Miguel de Unamuno Quotes

Miguel_de_Unamuno_1925Miguel de Unamuno, was a Spanish philosopher and poet, most famous for his work Tragic Sense of Life. Here are a few of the many great passages from his work:

“We can only know and feel humanity in the one human being which we have at hand.”

“Happiness is a thing that is lived and felt, not a thing that is reasoned about or defined”

“Man dies of cold, not of darkness.”

“Unless a man aspires to the impossible, the possible that he achieves will be scarcely worth the trouble of achieving.”

“The greatest height of heroism to which an individual, like a people, can attain is to know how to face ridicule; better still, to know how to make oneself ridiculous and not to shrink from the ridicule.”
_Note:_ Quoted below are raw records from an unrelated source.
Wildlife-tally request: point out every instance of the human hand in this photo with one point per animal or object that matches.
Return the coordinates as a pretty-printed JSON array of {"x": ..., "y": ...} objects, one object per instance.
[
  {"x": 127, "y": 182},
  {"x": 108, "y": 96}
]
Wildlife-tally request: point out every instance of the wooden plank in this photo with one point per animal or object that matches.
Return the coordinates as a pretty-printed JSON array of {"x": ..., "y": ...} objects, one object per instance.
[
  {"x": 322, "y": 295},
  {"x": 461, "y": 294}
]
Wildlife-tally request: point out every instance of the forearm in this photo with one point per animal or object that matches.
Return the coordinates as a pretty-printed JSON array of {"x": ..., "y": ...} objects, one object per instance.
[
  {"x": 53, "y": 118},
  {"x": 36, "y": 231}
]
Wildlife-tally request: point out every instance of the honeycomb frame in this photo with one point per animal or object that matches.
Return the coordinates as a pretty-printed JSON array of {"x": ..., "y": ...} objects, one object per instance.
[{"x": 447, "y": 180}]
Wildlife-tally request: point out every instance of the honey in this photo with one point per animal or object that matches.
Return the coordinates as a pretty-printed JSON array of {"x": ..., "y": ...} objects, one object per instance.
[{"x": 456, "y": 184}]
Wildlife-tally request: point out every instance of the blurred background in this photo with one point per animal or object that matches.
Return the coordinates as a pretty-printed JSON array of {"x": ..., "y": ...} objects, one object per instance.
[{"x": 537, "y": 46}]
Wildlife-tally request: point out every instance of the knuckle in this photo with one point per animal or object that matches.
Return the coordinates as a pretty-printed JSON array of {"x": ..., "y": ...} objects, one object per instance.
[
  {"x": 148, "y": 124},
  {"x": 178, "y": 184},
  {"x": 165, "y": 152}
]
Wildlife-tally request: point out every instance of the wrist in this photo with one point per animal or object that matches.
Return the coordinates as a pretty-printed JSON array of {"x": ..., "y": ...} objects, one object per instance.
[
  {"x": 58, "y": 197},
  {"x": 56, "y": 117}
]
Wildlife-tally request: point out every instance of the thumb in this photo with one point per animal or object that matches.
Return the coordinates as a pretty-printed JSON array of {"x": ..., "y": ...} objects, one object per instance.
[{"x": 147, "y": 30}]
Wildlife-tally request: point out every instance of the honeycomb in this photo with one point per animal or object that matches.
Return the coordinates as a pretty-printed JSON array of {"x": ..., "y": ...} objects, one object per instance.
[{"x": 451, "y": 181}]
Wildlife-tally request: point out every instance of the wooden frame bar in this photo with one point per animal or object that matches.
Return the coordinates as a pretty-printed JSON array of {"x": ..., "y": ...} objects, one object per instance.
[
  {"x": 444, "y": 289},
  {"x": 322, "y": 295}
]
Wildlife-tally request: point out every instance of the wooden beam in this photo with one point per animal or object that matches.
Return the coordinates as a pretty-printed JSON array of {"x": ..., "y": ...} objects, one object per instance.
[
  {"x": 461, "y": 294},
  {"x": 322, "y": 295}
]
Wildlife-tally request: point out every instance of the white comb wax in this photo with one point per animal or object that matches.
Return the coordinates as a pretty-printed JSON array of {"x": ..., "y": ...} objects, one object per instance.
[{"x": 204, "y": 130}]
“Yes, yes, I see it all! – an enormous social activity, a mighty civilization, a profuseness of science, of art, of industry, of morality, and afterwards, when we have filled the world with industrial marvels, with great factories, with roads, museums, and libraries, we shall fall exhausted at the foot of it all, and it will subsist – for whom? Was man made for science or was science made for man?”

“Why do I wish to know whence I come and whither I go, whence comes and whither goes everything that environs me, and what is the meaning of it all? For I do not wish to die utterly, and I wish to know whether I am to die or not definitely. If I do not die, what is my destiny? and if I die, then nothing has any meaning for me. And there are three solutions: (a) I know that I shall die utterly, and then irremediable despair, or (b) I know that I shall not die utterly, and then resignation, or (c) I cannot know either one or the other, and then resignation in despair or despair in resignation, a desperate resignation or are resigned despair, and hence conflict.”

“And after all, what is madness and how can we distinguish it from reason, unless we place ourselves outside both the one and the other, which for us is impossible.”

“We need that others should believe in our superiority to them in order that we may believe in it ourselves, and upon their belief base our faith in our own persistence, or at least in the persistence of our fame. We are more grateful to him who congratulates us on the skill with which we defend a cause than we are to him who recognizes the truth or the goodness of the cause itself.

“…the longing for immortality, is it not perhaps the primal and fundamental condition of all reflective or human knowledge? And is it not therefore the true base, the real starting-point, of all philosophy, although philosophers, perverted by intellectualism, may not recognize it? For the present let us remain keenly suspecting that the longing not to die, the hunger for personal immortality, the effort whereby we tend to persist indefinitely in our own being, which is, according to Spinoza, our very essence, that this the affective basis of all knowledge is the personal inward starting-point of all human philosophy, wrought by a man and for all men… And this personal and affective starting point of all philosophy and all religion is the tragic sense of life.”

“The cure for suffering–which, as we have said, is the collision of consciousness with unconsciousness–is not to be submerged in unconsciousness, but to be raised to consciousness and to suffer more. The evil of suffering is cured by more suffering, by higher suffering. Do not take opium, but put salt and vinegar in the soul’s wound, for when you sleep and no longer feel the suffering, you are not. And to be, that is imperative. Do not then close your eyes to the agonizing Sphinx, but look her in the face and let her seize you in her mouth and crunch you with her hundred thousand poisonous teeth and swallow you. And when she has swallowed you, you will know the sweetness of the taste of suffering.”

“”Man is perishable. That may be; but let us perish resisting, and if it is nothingness that awaits us, do not let us so act that it shall be a just fate.” Change this sentence from its negative to the positive form – “And if it is nothingness that awaits us, let us so act that it shall be an unjust fate” – and you get the firmest basis of action for the man who cannot or will not be a dogmatist.”